The Driftwood was a little teardrop-shaped camper my parents had for many years. It was perfectly compact and nicely appointed; it slept six comfortably. In all the camping pictures, before and after I was born, the Driftwood is sitting there sweetly. My mom made little curtains for it, and my dad, in his relentless quest for organization, had it packed in such a way that we could have survived a nuclear winter without going hungry or running out of propane. My parents sold it for god knows what reason, and they sold it to Tinker Jones, who parked it in a turnaround in his driveway and never moved it again. It sat there for years and years, and eventually a tree fell on it and Tink never moved the tree, either, so it came to resemble a piece of found sculpture. Going to the Jones’s was like visiting one’s children in a loveless and ill-run orphanage.

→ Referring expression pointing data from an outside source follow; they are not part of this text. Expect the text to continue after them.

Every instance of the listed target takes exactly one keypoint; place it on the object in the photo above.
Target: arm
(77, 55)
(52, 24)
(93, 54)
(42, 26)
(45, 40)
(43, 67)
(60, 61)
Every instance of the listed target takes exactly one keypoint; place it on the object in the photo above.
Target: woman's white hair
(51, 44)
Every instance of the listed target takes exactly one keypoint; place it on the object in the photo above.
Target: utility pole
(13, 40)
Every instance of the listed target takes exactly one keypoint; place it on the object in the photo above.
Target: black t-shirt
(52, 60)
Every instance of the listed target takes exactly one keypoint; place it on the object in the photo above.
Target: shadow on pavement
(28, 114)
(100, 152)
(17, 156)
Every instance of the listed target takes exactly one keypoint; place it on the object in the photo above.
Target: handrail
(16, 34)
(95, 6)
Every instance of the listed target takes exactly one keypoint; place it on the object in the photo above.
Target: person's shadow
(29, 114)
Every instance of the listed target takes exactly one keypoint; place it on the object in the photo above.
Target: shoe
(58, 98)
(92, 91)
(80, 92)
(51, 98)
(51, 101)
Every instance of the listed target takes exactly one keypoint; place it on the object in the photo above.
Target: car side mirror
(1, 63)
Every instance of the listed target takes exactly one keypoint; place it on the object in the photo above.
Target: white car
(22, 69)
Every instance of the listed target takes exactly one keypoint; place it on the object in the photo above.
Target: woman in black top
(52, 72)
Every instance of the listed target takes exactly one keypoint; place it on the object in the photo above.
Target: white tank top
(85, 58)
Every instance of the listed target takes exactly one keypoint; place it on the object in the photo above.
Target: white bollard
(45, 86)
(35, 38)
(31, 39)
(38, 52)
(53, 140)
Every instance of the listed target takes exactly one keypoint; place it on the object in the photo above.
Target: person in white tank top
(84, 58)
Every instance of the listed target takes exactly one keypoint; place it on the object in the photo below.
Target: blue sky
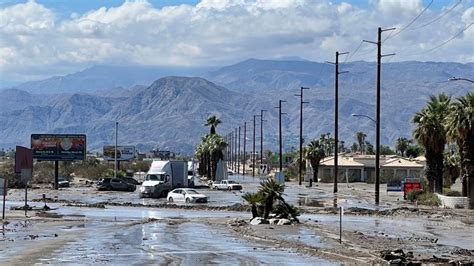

I figure heaven will be a scratch-and-sniff sort of place, and one of my first requests will be the Driftwood in its prime, while it was filled with our life. And later I will ask for the smell of my dad’s truck, which was a combination of basic truck (nearly universal), plus his cologne (Old Spice), unfiltered Lucky Strikes, and when I was very lucky, leaded gasoline. If I could have gotten my nose close enough I would have inhaled leaded gasoline until I was retarded. The tendency seemed to run in my family; as a boy my uncle Crandall had an ongoing relationship with a gas can he kept in the barn. Later he married and divorced the same woman four times, sometimes marrying other women in between, including one whose name was, honestly, Squirrelly.